Howard Zinn is one of the most important and influential writers of our time not only because he flips the script on the Great White Men versions of history but also because he finds hope in the stories that have been left out of our textbooks and our popular culture. Zinn’s vision is crucial, but his writing style is devoid of academic pretense. He writes simply and directly because he wants to clarify what’s murky in the waters of history; he believes in the stories he has to tell. Stories Hollywood Never Tells proves that Zinn carries these same strengths off in oratory, which is no doubt why both Alice Walker and Marian Wright Edelman count him as a favorite teacher (well, that talent coupled with his active involvement with them in the Civil Rights Movement).

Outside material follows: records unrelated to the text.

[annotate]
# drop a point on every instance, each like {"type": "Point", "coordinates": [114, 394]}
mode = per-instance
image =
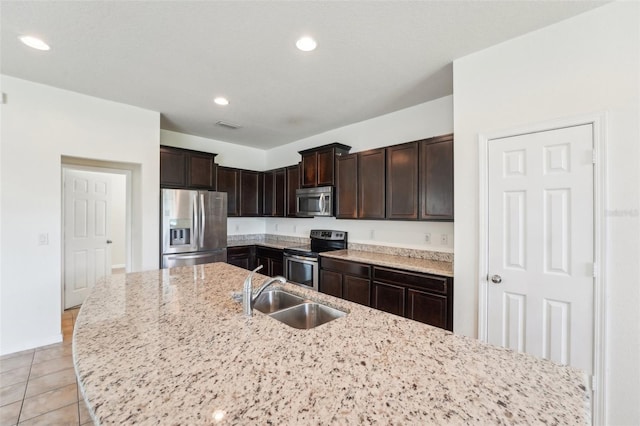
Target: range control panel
{"type": "Point", "coordinates": [323, 234]}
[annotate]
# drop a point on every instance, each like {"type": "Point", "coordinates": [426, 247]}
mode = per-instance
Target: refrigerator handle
{"type": "Point", "coordinates": [202, 220]}
{"type": "Point", "coordinates": [196, 225]}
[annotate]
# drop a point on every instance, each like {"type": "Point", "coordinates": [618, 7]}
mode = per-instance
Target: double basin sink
{"type": "Point", "coordinates": [295, 311]}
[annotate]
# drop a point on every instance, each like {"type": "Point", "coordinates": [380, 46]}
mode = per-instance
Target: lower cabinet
{"type": "Point", "coordinates": [347, 280]}
{"type": "Point", "coordinates": [421, 297]}
{"type": "Point", "coordinates": [271, 260]}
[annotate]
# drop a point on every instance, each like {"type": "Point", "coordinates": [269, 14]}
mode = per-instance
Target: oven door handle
{"type": "Point", "coordinates": [305, 259]}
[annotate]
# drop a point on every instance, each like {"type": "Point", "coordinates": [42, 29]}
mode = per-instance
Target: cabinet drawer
{"type": "Point", "coordinates": [351, 268]}
{"type": "Point", "coordinates": [422, 281]}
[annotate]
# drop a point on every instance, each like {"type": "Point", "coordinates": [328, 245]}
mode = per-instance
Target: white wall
{"type": "Point", "coordinates": [40, 124]}
{"type": "Point", "coordinates": [118, 220]}
{"type": "Point", "coordinates": [584, 65]}
{"type": "Point", "coordinates": [229, 155]}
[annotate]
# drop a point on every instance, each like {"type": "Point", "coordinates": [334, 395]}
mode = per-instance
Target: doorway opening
{"type": "Point", "coordinates": [96, 225]}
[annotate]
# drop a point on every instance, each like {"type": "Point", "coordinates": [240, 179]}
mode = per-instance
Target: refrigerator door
{"type": "Point", "coordinates": [179, 221]}
{"type": "Point", "coordinates": [212, 220]}
{"type": "Point", "coordinates": [189, 259]}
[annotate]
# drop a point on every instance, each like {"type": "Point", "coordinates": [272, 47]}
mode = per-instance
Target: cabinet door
{"type": "Point", "coordinates": [277, 267]}
{"type": "Point", "coordinates": [173, 172]}
{"type": "Point", "coordinates": [268, 203]}
{"type": "Point", "coordinates": [330, 283]}
{"type": "Point", "coordinates": [347, 186]}
{"type": "Point", "coordinates": [293, 183]}
{"type": "Point", "coordinates": [371, 184]}
{"type": "Point", "coordinates": [279, 192]}
{"type": "Point", "coordinates": [250, 191]}
{"type": "Point", "coordinates": [240, 256]}
{"type": "Point", "coordinates": [229, 182]}
{"type": "Point", "coordinates": [309, 169]}
{"type": "Point", "coordinates": [402, 181]}
{"type": "Point", "coordinates": [356, 289]}
{"type": "Point", "coordinates": [428, 308]}
{"type": "Point", "coordinates": [325, 160]}
{"type": "Point", "coordinates": [436, 179]}
{"type": "Point", "coordinates": [201, 171]}
{"type": "Point", "coordinates": [388, 298]}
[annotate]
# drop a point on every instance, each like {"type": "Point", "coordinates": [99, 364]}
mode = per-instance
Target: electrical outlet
{"type": "Point", "coordinates": [43, 239]}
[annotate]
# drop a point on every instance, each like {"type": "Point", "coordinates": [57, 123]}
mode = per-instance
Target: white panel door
{"type": "Point", "coordinates": [87, 250]}
{"type": "Point", "coordinates": [540, 254]}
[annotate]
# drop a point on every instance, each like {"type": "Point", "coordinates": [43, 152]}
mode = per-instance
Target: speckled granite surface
{"type": "Point", "coordinates": [407, 263]}
{"type": "Point", "coordinates": [172, 347]}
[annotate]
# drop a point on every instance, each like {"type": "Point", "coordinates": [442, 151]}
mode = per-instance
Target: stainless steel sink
{"type": "Point", "coordinates": [276, 300]}
{"type": "Point", "coordinates": [307, 315]}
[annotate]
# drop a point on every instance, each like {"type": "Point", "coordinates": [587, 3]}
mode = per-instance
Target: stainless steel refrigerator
{"type": "Point", "coordinates": [194, 227]}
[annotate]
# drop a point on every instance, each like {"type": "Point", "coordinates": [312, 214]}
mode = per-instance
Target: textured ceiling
{"type": "Point", "coordinates": [373, 57]}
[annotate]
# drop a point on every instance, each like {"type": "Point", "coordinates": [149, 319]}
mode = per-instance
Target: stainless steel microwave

Asked to speak at the Taos Talking Film Festival in 1999, Zinn seizes this opportunity to remind filmmakers about the great movies that have never been made. He describes a Revolutionary War epic (immediately putting a simplistic revenge flick like The Patriot to shame) in which a Massachusetts farmer joins the war against the British only to become disillusioned by the injustice of Americans against Americans, then signs on with the Mutineers and eventually joins Shay’s Rebellion. He asks where are the movies about the Mexican War, the Spanish/American War and the war of Jackson’s troops against the Indians? Why aren’t there movies about such historical benchmarks as the Lawrence Textile Strike or the Ludlow Massacre? Where are the biographies of the anarchist Emma Goldman, the socialist Helen Keller (who wouldn’t cross a picket line to support a movie about her childhood) or the railroad-labor-organizer-turned-socialist Eugene Debs?
The list goes on and on, but it’s more than a list. With his gentle, passionate voice, Zinn relishes each story as he comes to it. “I think of Kate Richards O’Hare, the socialist who was put in jail for opposing World War I,” he says, “and that great scene in the prison where they’re stifling for lack of air. And she takes a book that she’s been reading and reaches through the bars and hurls the book through a skylight above the prison corridor and lets the air in, and all the prisoners applaud and cheer because finally they are getting some fresh air.” Zinn doesn’t just complain about the stories Hollywood won’t touch; he paints the picture of how well these movies could work. Of course, they would work only if anyone cared enough to dramatize the history that makes both conservatives and liberals uncomfortable — a history in which, time and time again, things changed not because of the good graces of the privileged few but because the people stood up for themselves and demanded a better quality of life.